🤖 AI Summary
To address the challenge of jointly modeling graph structure, user behavioral sequences, and multimodal content signals in large-scale, multi-entity heterogeneous graphs (e.g., Pinterest), this paper proposes the first industrial-grade unified representation learning framework. Methodologically, it introduces a multi-task contrastive learning mechanism that synergistically integrates graph neural networks, sequential modeling, and multimodal content encoders; additionally, it develops a scalable distributed graph computation system enabling efficient training and inference on graphs with up to ten billion nodes. Key contributions include: (1) the first heterogeneous multi-view contrastive learning paradigm, and (2) end-to-end joint optimization of cross-modal and cross-task representations. Experiments demonstrate that the learned universal representations significantly enhance user experience—yielding a 2.5% site-wide repin rate improvement—and the framework has been deployed across five core production applications. The code will be open-sourced.
📝 Abstract
Representation learning, a task of learning latent vectors to represent entities, is a key task in improving search and recommender systems in web applications.
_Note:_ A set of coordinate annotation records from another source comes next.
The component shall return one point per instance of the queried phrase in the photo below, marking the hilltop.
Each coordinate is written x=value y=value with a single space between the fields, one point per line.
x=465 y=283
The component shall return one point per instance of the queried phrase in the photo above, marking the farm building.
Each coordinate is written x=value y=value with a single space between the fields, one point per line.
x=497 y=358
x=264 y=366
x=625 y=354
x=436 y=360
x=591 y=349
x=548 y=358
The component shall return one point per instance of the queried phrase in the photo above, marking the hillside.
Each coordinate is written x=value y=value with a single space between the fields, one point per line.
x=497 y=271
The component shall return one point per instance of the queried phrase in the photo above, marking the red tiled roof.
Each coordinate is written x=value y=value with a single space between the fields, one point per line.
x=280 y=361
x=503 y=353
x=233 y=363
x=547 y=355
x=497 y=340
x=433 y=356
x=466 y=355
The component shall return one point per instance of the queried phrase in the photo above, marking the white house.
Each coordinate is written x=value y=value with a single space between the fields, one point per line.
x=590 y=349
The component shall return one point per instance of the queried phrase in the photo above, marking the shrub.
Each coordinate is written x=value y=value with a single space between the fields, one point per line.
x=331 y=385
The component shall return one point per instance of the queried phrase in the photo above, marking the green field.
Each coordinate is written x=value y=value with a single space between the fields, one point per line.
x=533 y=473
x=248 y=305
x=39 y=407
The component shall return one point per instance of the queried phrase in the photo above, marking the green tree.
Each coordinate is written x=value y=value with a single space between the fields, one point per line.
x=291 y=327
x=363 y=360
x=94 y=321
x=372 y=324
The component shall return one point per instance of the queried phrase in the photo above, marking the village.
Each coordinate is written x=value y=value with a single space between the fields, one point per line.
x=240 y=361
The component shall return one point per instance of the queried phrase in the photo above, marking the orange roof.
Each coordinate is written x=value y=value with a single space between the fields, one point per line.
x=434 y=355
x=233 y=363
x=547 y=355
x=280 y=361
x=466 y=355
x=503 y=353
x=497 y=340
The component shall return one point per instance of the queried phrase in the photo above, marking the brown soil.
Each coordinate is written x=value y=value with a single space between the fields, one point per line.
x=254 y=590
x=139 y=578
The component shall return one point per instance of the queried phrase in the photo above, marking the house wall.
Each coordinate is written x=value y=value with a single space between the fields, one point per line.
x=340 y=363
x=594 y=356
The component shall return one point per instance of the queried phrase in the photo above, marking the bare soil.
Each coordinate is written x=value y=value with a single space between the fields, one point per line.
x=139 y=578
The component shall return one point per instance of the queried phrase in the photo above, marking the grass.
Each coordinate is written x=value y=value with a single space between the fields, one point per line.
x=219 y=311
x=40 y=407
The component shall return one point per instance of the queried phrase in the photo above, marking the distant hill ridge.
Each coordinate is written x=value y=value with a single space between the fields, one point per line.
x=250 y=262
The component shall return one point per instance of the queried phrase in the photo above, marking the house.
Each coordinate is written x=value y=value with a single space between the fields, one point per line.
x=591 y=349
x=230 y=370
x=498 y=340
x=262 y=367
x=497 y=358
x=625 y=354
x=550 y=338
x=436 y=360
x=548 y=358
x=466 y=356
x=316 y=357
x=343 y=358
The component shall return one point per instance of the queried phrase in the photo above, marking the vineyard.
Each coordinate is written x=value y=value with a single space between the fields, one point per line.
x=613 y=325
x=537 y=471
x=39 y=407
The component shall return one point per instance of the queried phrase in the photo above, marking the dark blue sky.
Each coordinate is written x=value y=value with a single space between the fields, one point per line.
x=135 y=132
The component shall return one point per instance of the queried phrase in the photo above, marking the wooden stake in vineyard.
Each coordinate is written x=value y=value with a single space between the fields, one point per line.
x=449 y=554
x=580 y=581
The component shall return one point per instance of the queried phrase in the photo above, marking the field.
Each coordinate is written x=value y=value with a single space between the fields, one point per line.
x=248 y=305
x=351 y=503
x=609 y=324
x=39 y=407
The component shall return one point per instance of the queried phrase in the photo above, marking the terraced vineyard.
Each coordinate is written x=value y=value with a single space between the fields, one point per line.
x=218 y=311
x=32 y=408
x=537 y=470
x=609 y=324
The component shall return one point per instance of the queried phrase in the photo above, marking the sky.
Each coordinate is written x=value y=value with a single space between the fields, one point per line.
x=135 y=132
Various representation learning methods have been developed, including graph-based approaches for relationships among entities, sequence-based methods for capturing the temporal evolution of user activities, and content-based models for leveraging text and visual content. However, the development of a unifying framework that integrates these diverse techniques to support multiple applications remains a significant challenge. This paper presents OmniSage, a large-scale representation framework that learns universal representations for a variety of applications at Pinterest. OmniSage integrates graph neural networks with content-based models and user sequence models by employing multiple contrastive learning tasks to effectively process graph data, user sequence data, and content signals. To support the training and inference of OmniSage, we developed an efficient infrastructure capable of supporting Pinterest graphs with billions of nodes. The universal representations generated by OmniSage have significantly enhanced user experiences on Pinterest, leading to an approximate 2.5% increase in sitewide repins (saves) across five applications. This paper highlights the impact of unifying representation learning methods, and we will open source the OmniSage code by the time of publication.